Expansion joints are just one of the many possibilities for discovery.  Exploring these areas of a manuscript can also lead you to discover new things about your work that turns you in a whole new direction.  In addition to being an outsider in her own community, Lyza fears travel and never wants to leave her family home on the ocean.  Originally, the novel ended with her embracing the idea of venturing beyond her home, but the exploration of this new friendship and his fascination with urban life leads Lyza to venture to "the big city."   This change made her a far more active part of the resolution of the story.  As a result, revising the story to include this friendship lead to a whole new ending organically.  I was as surprised by the turn of events as I hope my readers were.  It's this type of experimentation and discovery that can make revision quite a bit of fun.

It can also be a learning experience.  For longer than I'd care to admit, I've been tyring to write a retelling of the myth of Cassandra in a coal mining community in Virginia in 1911.  It wasn't until an inspiring conversation with a poet friend about the boundaries between a novel-in-verse and a thematic collection of narrative poetry that I fully embraced the idea that I could write this story in verse.  Once I started it, I realized the story fit the medium and it came alive on the page.  I can't say where the revision process will take me with this story because I just started the process--a literary journey that I'm personally looking forward to.  While I'm off revising-- feel free to share your insights and ideas about revising.  I'd love to hear your ideas!

Here's to the new places revision takes us!


  1. For my story "Claustrophobia" the protagonist is claustrophobic, but I was thinking about changing that phobia to something else-potentially Nyctophobia. I was also thinking about emphasizing the protagonist's friendship and having her friend walk into the hidden cave with her. Honestly, there are many different routes I could take with this story, and I'm starting to get a better idea on where to go.

  2. (Genre 360-Andy) I feel the example of your friend who writes a full first draft and puts in a drawer is very helpful. Often when i'm critiqing i'm too set on my original draft to make major changes. However, in my last revision of a scene I completely scratched the original and took the scene in a new direction. I'm satisfied with my new scene, and I think that style of revision is effective.

  3. A. La Faye, I agree with you on re-envisioning as a good way to start a revision. I guess I find that true but the part of leaving getting frustrated once revision is required, I think that is where I need to move faster and leave that emotion to rest. Indeed, attitude is the difference maker!
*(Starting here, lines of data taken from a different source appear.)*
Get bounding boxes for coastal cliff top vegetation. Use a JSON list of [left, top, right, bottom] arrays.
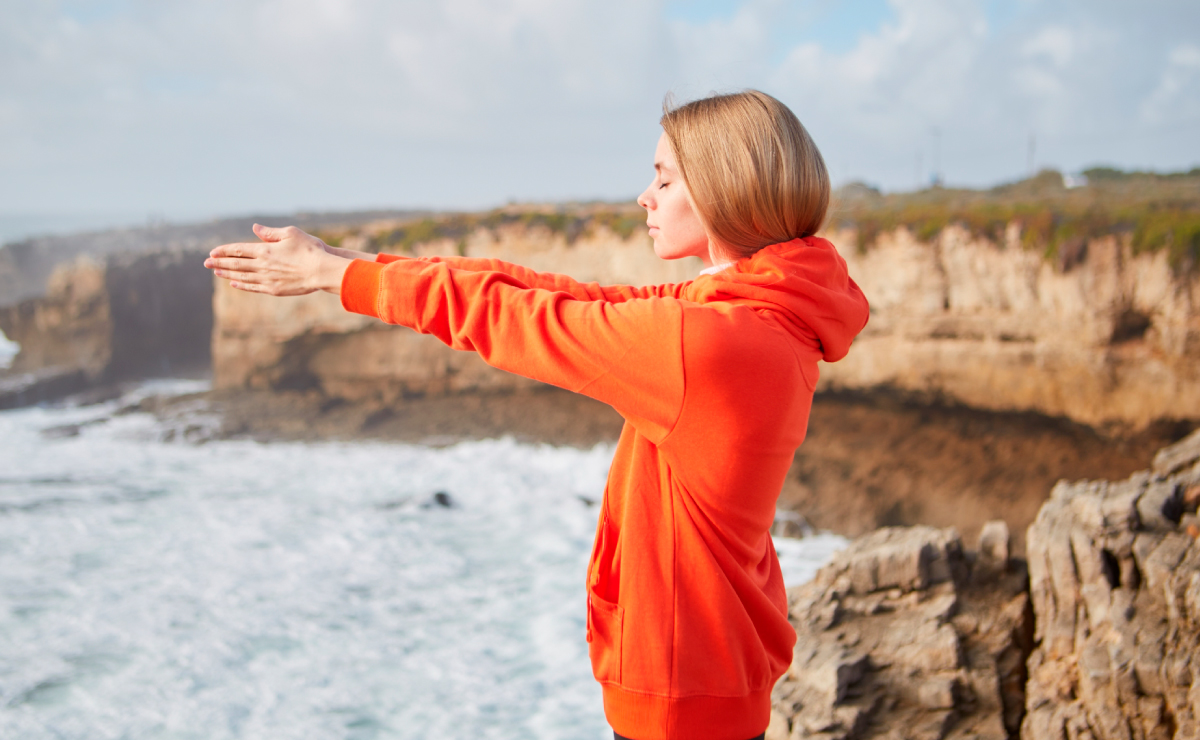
[[313, 202, 646, 258], [828, 166, 1200, 271], [312, 166, 1200, 272]]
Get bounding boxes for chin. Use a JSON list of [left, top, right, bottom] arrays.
[[652, 241, 684, 261]]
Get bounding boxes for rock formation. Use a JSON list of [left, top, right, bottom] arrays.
[[1022, 429, 1200, 739], [7, 204, 1199, 435], [211, 223, 699, 399], [0, 249, 213, 407], [207, 219, 1200, 433], [769, 430, 1200, 740], [770, 523, 1033, 740], [826, 226, 1200, 432]]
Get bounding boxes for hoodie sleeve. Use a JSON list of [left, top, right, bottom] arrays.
[[374, 252, 690, 303], [343, 257, 685, 442]]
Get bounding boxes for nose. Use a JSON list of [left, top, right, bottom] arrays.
[[637, 183, 655, 211]]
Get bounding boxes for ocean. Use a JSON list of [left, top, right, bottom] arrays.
[[0, 381, 846, 739]]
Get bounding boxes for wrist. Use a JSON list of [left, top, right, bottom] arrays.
[[316, 253, 352, 294]]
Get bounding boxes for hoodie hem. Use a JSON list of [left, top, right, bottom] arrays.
[[602, 684, 770, 740]]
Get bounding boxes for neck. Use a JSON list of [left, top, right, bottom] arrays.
[[702, 242, 729, 269]]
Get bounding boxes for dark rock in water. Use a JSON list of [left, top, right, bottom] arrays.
[[0, 367, 92, 410], [39, 416, 109, 439], [422, 491, 456, 509], [577, 495, 597, 507], [66, 384, 126, 407], [40, 423, 82, 439], [770, 523, 1032, 740]]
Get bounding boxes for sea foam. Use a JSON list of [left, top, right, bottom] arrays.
[[0, 383, 843, 739]]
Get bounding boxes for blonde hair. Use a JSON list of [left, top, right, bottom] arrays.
[[660, 90, 830, 260]]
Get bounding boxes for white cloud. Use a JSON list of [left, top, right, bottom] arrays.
[[1140, 44, 1200, 125], [0, 0, 1197, 218]]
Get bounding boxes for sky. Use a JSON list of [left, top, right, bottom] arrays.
[[1, 0, 1198, 227]]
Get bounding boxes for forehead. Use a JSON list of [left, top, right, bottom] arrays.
[[654, 132, 676, 171]]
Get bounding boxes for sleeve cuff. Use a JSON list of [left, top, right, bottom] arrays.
[[376, 253, 406, 264], [341, 258, 386, 319]]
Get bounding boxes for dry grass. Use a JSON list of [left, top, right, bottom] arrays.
[[828, 167, 1200, 271], [313, 202, 646, 256], [312, 168, 1200, 272]]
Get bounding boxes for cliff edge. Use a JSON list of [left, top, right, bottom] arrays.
[[769, 429, 1200, 740]]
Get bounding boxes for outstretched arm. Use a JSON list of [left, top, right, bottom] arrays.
[[205, 225, 687, 441], [206, 224, 692, 303], [341, 256, 686, 442], [371, 253, 691, 303]]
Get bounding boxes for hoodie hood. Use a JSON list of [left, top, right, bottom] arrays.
[[683, 237, 870, 362]]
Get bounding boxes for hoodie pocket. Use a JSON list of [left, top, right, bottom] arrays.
[[586, 515, 623, 684], [587, 592, 624, 683]]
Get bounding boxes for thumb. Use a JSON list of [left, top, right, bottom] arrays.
[[253, 223, 286, 242]]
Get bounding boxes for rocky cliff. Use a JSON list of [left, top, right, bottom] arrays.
[[826, 225, 1200, 432], [1022, 431, 1200, 739], [771, 523, 1032, 740], [770, 427, 1200, 740], [211, 215, 1200, 433], [211, 219, 699, 400], [4, 204, 1191, 547], [0, 249, 213, 407]]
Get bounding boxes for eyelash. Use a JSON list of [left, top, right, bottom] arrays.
[[658, 182, 669, 189]]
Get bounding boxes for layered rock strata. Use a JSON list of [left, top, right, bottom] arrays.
[[0, 249, 213, 406], [771, 430, 1200, 740], [827, 227, 1200, 432], [1023, 429, 1200, 740], [212, 223, 1200, 432], [770, 523, 1033, 740], [211, 225, 698, 398]]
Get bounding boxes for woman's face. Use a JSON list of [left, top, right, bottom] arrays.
[[637, 133, 714, 267]]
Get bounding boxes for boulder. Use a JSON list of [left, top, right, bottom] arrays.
[[772, 523, 1033, 740], [1023, 429, 1200, 740]]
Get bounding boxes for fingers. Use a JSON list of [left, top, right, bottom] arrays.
[[229, 280, 270, 294], [209, 242, 264, 259], [215, 268, 263, 285], [204, 257, 254, 271], [253, 223, 297, 242]]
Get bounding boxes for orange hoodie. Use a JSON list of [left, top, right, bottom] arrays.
[[340, 237, 869, 740]]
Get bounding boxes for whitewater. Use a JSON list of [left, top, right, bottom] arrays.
[[0, 381, 846, 740]]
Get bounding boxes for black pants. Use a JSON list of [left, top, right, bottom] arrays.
[[614, 729, 763, 734]]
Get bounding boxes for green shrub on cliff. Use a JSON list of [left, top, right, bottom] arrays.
[[829, 167, 1200, 271], [351, 204, 646, 255]]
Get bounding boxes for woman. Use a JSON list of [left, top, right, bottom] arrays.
[[205, 90, 869, 740]]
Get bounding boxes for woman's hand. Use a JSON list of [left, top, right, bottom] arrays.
[[204, 224, 352, 296]]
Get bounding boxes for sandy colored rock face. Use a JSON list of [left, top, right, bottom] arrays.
[[214, 222, 1200, 432], [211, 226, 700, 398], [829, 227, 1200, 431], [0, 250, 212, 389], [0, 258, 111, 376], [772, 523, 1033, 740], [1023, 429, 1200, 740]]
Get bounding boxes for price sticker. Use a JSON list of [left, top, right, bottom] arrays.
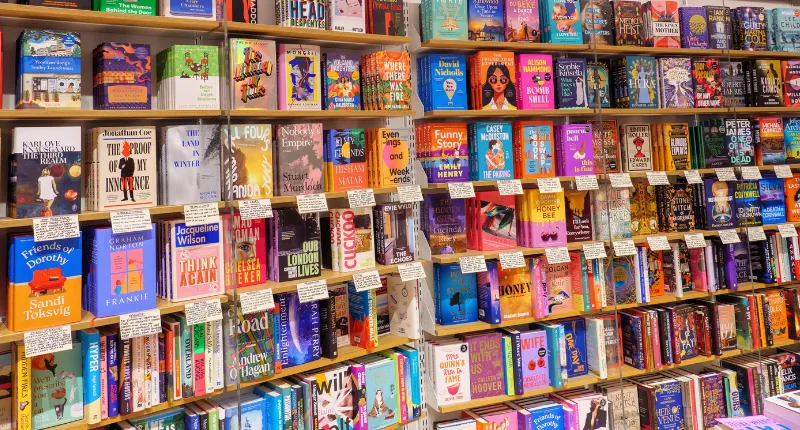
[[498, 179, 524, 195], [608, 173, 633, 188], [347, 189, 376, 208], [536, 178, 562, 194], [775, 165, 793, 179], [297, 193, 329, 214], [353, 270, 382, 292], [715, 167, 737, 182], [612, 239, 636, 256], [684, 170, 703, 184], [184, 202, 221, 227], [684, 233, 707, 249], [646, 236, 671, 251], [448, 182, 476, 199], [119, 309, 162, 340], [747, 226, 767, 242], [297, 279, 329, 303], [545, 247, 571, 264], [646, 171, 670, 186], [397, 185, 423, 203], [240, 289, 275, 315], [741, 166, 762, 180], [398, 262, 426, 281], [184, 298, 223, 326], [111, 209, 152, 234], [499, 251, 526, 269], [582, 242, 607, 260], [238, 199, 273, 220], [459, 255, 487, 274], [778, 223, 799, 238], [32, 215, 80, 242], [718, 229, 741, 244], [575, 175, 599, 191], [23, 325, 72, 358]]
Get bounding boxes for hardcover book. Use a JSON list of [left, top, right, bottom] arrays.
[[329, 0, 366, 33], [498, 261, 532, 321], [642, 1, 680, 47], [759, 177, 787, 224], [89, 127, 157, 212], [706, 6, 732, 49], [275, 123, 324, 196], [155, 45, 220, 109], [223, 305, 276, 384], [752, 59, 783, 107], [224, 124, 273, 200], [755, 117, 785, 165], [679, 7, 709, 48], [516, 54, 554, 110], [720, 61, 746, 107], [693, 58, 723, 108], [621, 124, 653, 172], [662, 122, 690, 170], [269, 209, 322, 282], [734, 7, 767, 51], [369, 0, 406, 36], [541, 0, 582, 44], [630, 179, 658, 235], [16, 30, 82, 109], [470, 192, 517, 250], [555, 58, 588, 109], [587, 120, 621, 173], [592, 188, 632, 240], [92, 43, 151, 110], [587, 60, 610, 108], [626, 56, 659, 108], [786, 118, 800, 163], [580, 0, 613, 45], [434, 263, 478, 325], [471, 51, 516, 110], [614, 0, 643, 46], [608, 256, 636, 305], [431, 341, 471, 406], [158, 125, 221, 206], [514, 121, 555, 178], [520, 330, 550, 391], [565, 189, 592, 242], [477, 262, 500, 324], [422, 0, 468, 41], [222, 214, 267, 288], [703, 179, 736, 230], [463, 333, 505, 398], [658, 57, 694, 109], [277, 44, 322, 111], [786, 176, 800, 221], [374, 203, 415, 265], [734, 181, 763, 227], [423, 194, 467, 254], [324, 129, 367, 192], [505, 0, 539, 41], [276, 292, 321, 367], [418, 53, 468, 111], [230, 39, 277, 110], [782, 60, 800, 107], [724, 118, 754, 166], [323, 53, 361, 110], [159, 220, 225, 301], [468, 0, 504, 41], [557, 318, 588, 377]]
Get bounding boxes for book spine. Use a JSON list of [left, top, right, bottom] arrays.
[[204, 322, 214, 393], [83, 331, 102, 423], [350, 364, 368, 430], [397, 354, 408, 423], [182, 320, 195, 398], [158, 332, 167, 403], [107, 332, 119, 418], [509, 330, 524, 395], [194, 323, 207, 395], [100, 334, 108, 420], [13, 344, 31, 430], [132, 336, 146, 412], [214, 320, 224, 391], [143, 334, 153, 408], [119, 338, 133, 416]]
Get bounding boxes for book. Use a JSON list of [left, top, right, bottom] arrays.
[[519, 330, 550, 391], [527, 189, 567, 247], [752, 59, 784, 107], [540, 0, 582, 44], [587, 60, 610, 108], [158, 125, 221, 205], [92, 43, 151, 110], [417, 53, 468, 111], [94, 0, 154, 14], [557, 318, 588, 377], [230, 39, 277, 110], [505, 0, 539, 42], [555, 58, 588, 109], [276, 292, 321, 367], [275, 124, 324, 196], [498, 261, 532, 321], [368, 0, 405, 35], [469, 122, 514, 180], [782, 60, 800, 107], [434, 263, 478, 325], [224, 124, 273, 200], [476, 262, 500, 324], [556, 124, 594, 176], [277, 44, 322, 110], [564, 189, 592, 243], [423, 194, 467, 255], [223, 0, 256, 22], [513, 121, 555, 178], [679, 7, 710, 48], [471, 51, 516, 110], [721, 61, 747, 107], [431, 341, 471, 406], [468, 191, 516, 250], [16, 30, 81, 109], [755, 117, 786, 165], [735, 181, 763, 227], [421, 0, 468, 41], [706, 6, 732, 49], [323, 53, 361, 111], [620, 124, 653, 172], [223, 305, 276, 384], [626, 56, 659, 108], [467, 0, 504, 41], [463, 333, 505, 398], [324, 129, 367, 192], [642, 1, 680, 47], [88, 127, 157, 211], [155, 45, 220, 109], [734, 7, 767, 51], [760, 177, 787, 224], [704, 179, 736, 230], [580, 0, 613, 45], [786, 118, 800, 163], [592, 188, 632, 240], [724, 118, 755, 166], [516, 54, 554, 110], [374, 203, 415, 265], [587, 120, 621, 173], [329, 0, 366, 33], [613, 0, 643, 46], [268, 209, 322, 282], [30, 343, 84, 428], [158, 220, 225, 301], [161, 0, 214, 18], [658, 57, 694, 109], [693, 58, 724, 108], [222, 214, 267, 288]]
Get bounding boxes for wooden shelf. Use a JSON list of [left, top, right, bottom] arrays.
[[419, 39, 588, 52], [423, 107, 800, 118], [229, 110, 414, 119], [90, 390, 223, 429], [423, 109, 593, 118], [0, 109, 222, 120], [228, 22, 410, 46], [233, 263, 403, 296], [591, 45, 723, 57]]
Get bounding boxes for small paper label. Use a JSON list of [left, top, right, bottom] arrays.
[[459, 255, 487, 274], [575, 175, 599, 191], [684, 233, 707, 249], [32, 215, 80, 242], [347, 189, 376, 208], [715, 167, 737, 182], [296, 193, 329, 214], [545, 247, 571, 264], [775, 165, 793, 179], [397, 185, 423, 203], [398, 262, 426, 281], [498, 179, 524, 195], [353, 270, 383, 292], [535, 178, 562, 194], [747, 226, 767, 242], [740, 166, 762, 180], [582, 242, 607, 260], [184, 202, 221, 227], [646, 236, 671, 251], [608, 173, 633, 188], [184, 298, 223, 326], [684, 170, 703, 184], [718, 229, 741, 244], [24, 325, 72, 358], [240, 289, 275, 315], [612, 239, 636, 256], [448, 182, 476, 199], [646, 171, 669, 186], [119, 309, 162, 340], [499, 251, 526, 269], [297, 279, 329, 303], [778, 223, 799, 238], [110, 209, 152, 234], [238, 199, 273, 220]]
  4. Greetings! I realize you wrote this post awhile ago, but I just came back to your blog today and so appreciated what you had to say about revisions. I wish I could say I always approached my revisions with a ready and eager spirit, but sometimes I just can't muster it. Recently I had been dragging my feet after the fourth or so revision of a short story, and was feeling discouraged by what was being asked of me by the others involved in the project. But I can say that what I ended up submitting to them was stronger and I can see will serve their purpose far better than the earlier version. But I do agree that I have learned more about my stories when I have allowed revision to happen (let alone the prose improving). Sometimes it's jaw dropping revelation. And if I hadn't returned to revise a certain section I would have never learned that about this character. Thank you for this post! Jessica I.